SOFIA Far-infrared [O III] and [O I] Observations of Dense CO-knots in the Supernova Remnant Cassiopeia A: Multi-phase Ejecta

TL;DR

This study uses SOFIA far-infrared observations to analyze dense ejecta knots in Cassiopeia A, revealing multi-phase gas, shock interactions, and dust survival in supernova remnants.

Contribution

It provides new insights into the multi-phase structure and shock dynamics of ejecta knots in Cas A using far-IR spectroscopy.

Findings

[O III] and [O I] line profiles are similar, indicating related gas phases.

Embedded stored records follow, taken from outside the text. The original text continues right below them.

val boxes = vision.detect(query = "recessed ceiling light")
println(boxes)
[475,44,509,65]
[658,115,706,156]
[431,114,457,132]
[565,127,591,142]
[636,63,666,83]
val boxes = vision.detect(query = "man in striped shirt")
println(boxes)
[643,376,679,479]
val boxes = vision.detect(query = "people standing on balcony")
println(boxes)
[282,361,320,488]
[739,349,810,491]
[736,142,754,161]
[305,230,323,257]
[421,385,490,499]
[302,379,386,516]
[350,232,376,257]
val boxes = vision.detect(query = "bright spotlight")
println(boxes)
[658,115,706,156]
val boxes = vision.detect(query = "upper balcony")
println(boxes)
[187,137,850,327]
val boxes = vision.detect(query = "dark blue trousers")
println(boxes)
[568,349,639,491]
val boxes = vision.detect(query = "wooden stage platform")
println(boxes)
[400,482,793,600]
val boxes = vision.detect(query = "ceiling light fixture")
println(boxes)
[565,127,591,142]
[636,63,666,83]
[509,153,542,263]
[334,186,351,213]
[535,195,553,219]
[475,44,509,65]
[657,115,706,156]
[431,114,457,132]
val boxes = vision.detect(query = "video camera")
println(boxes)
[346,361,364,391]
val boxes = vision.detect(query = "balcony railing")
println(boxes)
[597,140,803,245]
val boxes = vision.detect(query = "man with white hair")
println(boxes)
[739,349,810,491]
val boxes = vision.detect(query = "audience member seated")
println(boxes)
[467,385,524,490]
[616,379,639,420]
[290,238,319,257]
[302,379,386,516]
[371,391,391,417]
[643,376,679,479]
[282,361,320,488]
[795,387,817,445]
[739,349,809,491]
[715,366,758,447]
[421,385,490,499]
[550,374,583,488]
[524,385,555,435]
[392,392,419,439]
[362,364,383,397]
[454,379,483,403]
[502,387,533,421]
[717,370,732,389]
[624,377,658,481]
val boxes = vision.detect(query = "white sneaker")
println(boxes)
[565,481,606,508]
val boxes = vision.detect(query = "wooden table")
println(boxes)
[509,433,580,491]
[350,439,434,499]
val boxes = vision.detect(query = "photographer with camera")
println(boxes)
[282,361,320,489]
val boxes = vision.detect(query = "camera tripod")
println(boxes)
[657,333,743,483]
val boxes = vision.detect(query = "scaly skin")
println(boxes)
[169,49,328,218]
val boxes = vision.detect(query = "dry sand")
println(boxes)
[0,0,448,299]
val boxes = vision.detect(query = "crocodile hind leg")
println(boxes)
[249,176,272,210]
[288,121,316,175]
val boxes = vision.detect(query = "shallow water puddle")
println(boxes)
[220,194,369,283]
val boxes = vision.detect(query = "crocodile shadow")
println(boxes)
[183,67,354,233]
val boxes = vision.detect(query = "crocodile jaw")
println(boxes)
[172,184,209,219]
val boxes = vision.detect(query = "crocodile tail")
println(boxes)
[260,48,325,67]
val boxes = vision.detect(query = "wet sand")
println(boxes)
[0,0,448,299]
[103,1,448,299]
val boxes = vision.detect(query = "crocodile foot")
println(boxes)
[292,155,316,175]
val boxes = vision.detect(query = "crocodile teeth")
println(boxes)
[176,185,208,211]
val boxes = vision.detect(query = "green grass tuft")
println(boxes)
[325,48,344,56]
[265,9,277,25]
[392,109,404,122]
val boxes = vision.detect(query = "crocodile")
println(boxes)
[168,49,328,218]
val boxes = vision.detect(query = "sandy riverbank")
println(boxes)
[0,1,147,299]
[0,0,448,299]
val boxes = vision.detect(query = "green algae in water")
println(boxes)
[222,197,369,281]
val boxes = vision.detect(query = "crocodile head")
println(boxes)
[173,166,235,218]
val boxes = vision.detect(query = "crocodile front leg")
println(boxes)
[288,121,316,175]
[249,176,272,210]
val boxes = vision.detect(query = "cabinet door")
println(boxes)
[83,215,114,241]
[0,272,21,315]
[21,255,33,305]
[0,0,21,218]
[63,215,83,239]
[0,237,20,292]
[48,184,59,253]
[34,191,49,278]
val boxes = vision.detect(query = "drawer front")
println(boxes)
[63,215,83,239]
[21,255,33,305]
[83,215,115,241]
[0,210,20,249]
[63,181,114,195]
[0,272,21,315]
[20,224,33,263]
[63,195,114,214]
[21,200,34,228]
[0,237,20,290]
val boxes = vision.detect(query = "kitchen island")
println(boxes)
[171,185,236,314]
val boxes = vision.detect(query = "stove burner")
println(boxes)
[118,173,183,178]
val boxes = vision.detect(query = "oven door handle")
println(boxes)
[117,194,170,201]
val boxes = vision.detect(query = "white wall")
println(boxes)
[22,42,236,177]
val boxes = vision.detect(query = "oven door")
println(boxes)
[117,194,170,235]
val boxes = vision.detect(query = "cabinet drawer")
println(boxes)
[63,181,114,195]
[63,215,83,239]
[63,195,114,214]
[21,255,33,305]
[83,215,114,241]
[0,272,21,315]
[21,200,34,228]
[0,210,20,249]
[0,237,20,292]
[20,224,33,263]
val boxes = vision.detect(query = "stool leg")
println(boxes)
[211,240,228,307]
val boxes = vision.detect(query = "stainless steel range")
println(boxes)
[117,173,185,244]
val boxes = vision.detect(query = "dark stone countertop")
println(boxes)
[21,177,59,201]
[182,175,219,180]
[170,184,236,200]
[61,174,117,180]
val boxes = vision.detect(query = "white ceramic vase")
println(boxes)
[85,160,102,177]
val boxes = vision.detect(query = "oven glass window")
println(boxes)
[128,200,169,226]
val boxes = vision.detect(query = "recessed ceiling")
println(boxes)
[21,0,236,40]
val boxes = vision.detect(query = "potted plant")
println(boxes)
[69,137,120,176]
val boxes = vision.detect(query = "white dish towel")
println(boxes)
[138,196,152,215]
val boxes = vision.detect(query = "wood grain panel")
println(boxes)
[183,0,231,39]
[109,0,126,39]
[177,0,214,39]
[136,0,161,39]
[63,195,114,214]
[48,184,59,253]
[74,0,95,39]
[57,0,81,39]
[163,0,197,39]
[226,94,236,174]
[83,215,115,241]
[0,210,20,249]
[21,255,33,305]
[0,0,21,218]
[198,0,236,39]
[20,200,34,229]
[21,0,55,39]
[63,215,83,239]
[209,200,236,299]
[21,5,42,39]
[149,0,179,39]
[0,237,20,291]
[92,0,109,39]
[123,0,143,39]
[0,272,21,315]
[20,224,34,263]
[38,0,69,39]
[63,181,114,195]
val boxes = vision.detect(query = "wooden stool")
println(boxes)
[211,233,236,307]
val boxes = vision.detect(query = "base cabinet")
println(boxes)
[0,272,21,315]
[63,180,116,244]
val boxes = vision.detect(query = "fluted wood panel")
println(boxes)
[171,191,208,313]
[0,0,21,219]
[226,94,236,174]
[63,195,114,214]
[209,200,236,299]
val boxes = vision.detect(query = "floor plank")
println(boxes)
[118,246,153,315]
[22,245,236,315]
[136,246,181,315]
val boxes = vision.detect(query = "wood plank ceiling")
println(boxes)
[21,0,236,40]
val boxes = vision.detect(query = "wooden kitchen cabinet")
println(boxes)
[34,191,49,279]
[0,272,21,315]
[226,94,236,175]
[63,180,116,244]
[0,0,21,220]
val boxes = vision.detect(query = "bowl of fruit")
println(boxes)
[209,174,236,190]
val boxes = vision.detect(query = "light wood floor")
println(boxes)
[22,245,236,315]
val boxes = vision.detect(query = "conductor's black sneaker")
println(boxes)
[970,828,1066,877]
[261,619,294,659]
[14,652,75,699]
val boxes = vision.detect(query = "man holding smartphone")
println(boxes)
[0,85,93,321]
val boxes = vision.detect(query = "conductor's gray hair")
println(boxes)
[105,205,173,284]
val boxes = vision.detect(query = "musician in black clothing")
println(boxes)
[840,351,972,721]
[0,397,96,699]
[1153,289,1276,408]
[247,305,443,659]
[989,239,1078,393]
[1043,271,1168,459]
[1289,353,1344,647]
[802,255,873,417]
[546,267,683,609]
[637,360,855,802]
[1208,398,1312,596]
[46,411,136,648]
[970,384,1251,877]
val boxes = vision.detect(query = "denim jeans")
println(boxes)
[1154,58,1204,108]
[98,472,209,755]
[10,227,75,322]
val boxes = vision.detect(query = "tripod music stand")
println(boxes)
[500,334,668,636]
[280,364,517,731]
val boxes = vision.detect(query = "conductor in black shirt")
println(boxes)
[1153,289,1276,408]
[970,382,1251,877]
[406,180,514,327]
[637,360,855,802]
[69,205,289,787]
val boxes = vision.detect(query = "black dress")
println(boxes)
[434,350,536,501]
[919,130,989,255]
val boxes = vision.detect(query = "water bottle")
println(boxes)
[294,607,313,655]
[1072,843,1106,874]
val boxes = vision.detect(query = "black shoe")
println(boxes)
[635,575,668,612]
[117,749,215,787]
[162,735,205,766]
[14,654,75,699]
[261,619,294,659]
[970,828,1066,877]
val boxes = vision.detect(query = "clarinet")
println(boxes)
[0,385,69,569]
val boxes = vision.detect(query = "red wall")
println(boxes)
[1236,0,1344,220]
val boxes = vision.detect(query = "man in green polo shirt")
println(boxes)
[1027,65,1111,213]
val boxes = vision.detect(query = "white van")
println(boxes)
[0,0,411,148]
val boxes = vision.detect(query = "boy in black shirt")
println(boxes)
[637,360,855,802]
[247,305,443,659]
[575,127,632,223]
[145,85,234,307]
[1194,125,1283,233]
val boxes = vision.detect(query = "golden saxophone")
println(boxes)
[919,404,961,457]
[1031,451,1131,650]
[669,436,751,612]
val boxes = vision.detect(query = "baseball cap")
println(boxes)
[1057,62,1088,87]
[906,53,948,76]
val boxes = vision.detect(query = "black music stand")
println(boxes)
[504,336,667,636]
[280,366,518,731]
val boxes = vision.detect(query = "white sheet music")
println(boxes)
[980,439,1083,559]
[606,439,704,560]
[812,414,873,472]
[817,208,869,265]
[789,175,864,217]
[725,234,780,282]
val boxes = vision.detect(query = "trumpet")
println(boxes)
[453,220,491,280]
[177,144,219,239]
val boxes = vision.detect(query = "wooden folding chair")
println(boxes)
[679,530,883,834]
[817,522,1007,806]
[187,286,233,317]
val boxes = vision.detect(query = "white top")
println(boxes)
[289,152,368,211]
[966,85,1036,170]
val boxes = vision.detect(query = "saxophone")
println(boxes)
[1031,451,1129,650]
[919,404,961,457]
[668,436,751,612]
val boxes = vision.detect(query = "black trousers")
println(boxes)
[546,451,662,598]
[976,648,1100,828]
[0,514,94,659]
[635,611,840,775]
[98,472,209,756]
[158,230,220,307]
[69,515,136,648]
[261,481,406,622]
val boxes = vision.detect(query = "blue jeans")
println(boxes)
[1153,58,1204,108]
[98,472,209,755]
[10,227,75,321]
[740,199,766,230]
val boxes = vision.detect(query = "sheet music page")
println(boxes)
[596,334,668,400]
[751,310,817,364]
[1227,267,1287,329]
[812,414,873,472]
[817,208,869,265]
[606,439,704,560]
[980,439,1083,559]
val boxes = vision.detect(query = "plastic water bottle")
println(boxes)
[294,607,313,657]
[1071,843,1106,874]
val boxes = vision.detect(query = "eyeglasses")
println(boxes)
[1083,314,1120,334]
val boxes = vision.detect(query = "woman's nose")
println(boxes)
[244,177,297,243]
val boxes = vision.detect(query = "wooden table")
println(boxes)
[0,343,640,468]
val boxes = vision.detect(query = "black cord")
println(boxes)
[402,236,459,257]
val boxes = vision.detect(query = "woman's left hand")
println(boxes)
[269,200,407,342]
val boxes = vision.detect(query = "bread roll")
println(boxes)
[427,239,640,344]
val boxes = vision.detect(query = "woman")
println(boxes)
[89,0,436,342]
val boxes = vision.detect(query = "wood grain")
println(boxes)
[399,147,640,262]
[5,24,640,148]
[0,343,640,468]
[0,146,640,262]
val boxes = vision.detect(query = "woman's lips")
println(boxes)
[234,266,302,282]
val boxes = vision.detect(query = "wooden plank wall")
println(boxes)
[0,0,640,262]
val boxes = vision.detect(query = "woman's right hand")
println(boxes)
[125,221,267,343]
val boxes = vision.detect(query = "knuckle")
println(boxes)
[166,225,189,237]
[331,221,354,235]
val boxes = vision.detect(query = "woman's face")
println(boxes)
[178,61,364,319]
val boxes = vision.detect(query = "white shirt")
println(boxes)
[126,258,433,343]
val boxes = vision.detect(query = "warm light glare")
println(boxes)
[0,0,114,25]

[O III] maps show diffuse structures with varying densities.

[O I] emission traces dense, cooled post-shocked gas.

Abstract

Dense, fast-moving ejecta knots in supernova remnants are prime sites for molecule and dust formation. We present SOFIA far-IR spectrometer FIFI-LS observations of CO-rich knots in Cas A which cover a ~1 square arc minute area of the northern shell, in the [O III] 52 and 88 micron and [O I] 63 micron lines. The FIFI-LS spectra reveal that the line profiles of [O III] and [O I] are similar to those of the Herschel PACS [O III] and CO lines. We find that the [O III] maps show very different morphology than the [O I] map. The [O III] maps reveal diffuse, large-scale structures and the ratio of the two [O III] lines imply the presence of gas with a range of density 500 - 10,000 per cm^3 within the mapped region. In contrast, the [O I] map shows bright emission associated with the dense CO-rich knots. The 63 micron [O I] line traces cooled, dense post-shocked gas of ejecta. We find that IR-dominated [O III] emission is from post-shocked gas based on its morphology, high column density, and velocity profile. We describe multi-phase ejecta knots, a lifetime of clumps, and survival of dust in the young supernova remnants.